An explosive bestseller
Rubin, Mike. The Village Voice. New York: Jun 4, 1996.

Afghan wigout
Ledbetter, James. The Village Voice. New York: Apr 16, 1996.

Fuck computers
Dibbell, Julian. The Village Voice. New York: Jan 3, 1995.

plus a Feiffer cartoon. Abstracts don't sound like what you're describing, but they could be misleading or emphasizing something else.

There's also this cite from Ebsco:

Drawn to crime.
Fleischer, Matthew. Village Voice; 11/21/95.

which is about the FBI sketch artist who drew the well-known Unabomber pic.

There was a lot of stuff published back then; if you're willing to consider that it might have been in another publication, you'll at least have tons of possibilities.

The original April 1996 affidavit has a drier, court-ready version of what you're describing, starting around #105.

Finally, the National Geographic channel broadcast this just within the last day or two, and are going to show it again Sunday. I stumbled into the second half flipping through channels. They talk about the forensic linguistics aspects of the investigation, too.
posted by gimonca at 9:59 PM on July 31, 2008


My university library access got me two separate stores of "selected full texts" frem the Village Voice.
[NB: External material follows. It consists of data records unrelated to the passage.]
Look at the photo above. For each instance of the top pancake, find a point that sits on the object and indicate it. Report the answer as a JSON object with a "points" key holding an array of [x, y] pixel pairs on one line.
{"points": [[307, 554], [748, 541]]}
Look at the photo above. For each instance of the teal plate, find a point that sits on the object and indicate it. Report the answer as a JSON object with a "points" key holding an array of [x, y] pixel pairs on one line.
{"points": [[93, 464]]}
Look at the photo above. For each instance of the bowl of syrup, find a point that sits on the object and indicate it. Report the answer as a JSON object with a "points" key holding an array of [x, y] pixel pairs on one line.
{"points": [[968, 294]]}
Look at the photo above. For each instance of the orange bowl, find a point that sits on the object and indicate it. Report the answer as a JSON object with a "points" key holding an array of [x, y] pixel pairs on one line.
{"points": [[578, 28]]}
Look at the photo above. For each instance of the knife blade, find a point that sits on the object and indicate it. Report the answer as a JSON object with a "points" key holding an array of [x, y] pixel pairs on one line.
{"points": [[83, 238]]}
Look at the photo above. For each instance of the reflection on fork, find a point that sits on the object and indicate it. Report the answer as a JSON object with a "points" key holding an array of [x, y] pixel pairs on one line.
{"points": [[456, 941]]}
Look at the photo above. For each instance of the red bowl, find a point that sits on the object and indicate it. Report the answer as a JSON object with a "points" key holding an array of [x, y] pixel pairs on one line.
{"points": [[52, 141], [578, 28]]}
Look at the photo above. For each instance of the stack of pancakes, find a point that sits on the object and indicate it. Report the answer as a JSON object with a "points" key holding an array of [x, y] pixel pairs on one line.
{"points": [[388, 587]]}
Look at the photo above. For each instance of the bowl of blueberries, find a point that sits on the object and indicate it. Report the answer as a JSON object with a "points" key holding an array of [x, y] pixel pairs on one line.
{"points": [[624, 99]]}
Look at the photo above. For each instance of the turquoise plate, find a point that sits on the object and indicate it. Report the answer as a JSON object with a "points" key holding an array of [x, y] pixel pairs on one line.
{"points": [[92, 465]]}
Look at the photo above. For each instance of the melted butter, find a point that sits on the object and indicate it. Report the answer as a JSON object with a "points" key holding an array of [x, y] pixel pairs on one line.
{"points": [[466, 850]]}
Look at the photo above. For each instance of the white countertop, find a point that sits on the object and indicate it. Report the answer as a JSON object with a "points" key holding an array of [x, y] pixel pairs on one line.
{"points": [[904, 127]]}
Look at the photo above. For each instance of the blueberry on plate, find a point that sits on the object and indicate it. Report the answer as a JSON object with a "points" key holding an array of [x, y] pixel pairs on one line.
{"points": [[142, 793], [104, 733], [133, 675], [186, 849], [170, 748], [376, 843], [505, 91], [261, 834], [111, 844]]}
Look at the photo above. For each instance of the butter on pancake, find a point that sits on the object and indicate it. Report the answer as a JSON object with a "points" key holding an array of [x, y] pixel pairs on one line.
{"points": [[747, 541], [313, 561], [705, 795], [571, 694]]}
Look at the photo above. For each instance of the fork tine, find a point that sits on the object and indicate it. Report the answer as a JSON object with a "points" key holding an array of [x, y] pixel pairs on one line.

One from 91, I think, the other from 97. Neither had what looked like your article when searched for "unabomber."
posted by Zed_Lopez at 10:44 PM on July 31, 2008


Response by poster: well, for anyone wondering, i've continued researching this and i've found absolutely nothing. which is, of course, disheartening. and since no one else found the infernal thing either i guess there's no right ('right?') answer to mark.

is that how you do it, though? this is my first posting to askask. i do want to thank everyUNA for pointing out so much cool stuff. and if anyone from the future ever looks at this question i just want to point out this on mefi for the bomb-throwing mess it is.
posted by artof.mulata at 12:32 PM on August 6, 2008


artof.mulata, you don't have to mark a best answer, and in this case since you didn't find what you were looking for, it's probably best not to mark anything yet. If you end up finding the article in the next 6 months (I think), you can come back and post the answer here, and everyone who commented will see it in their "recent activity".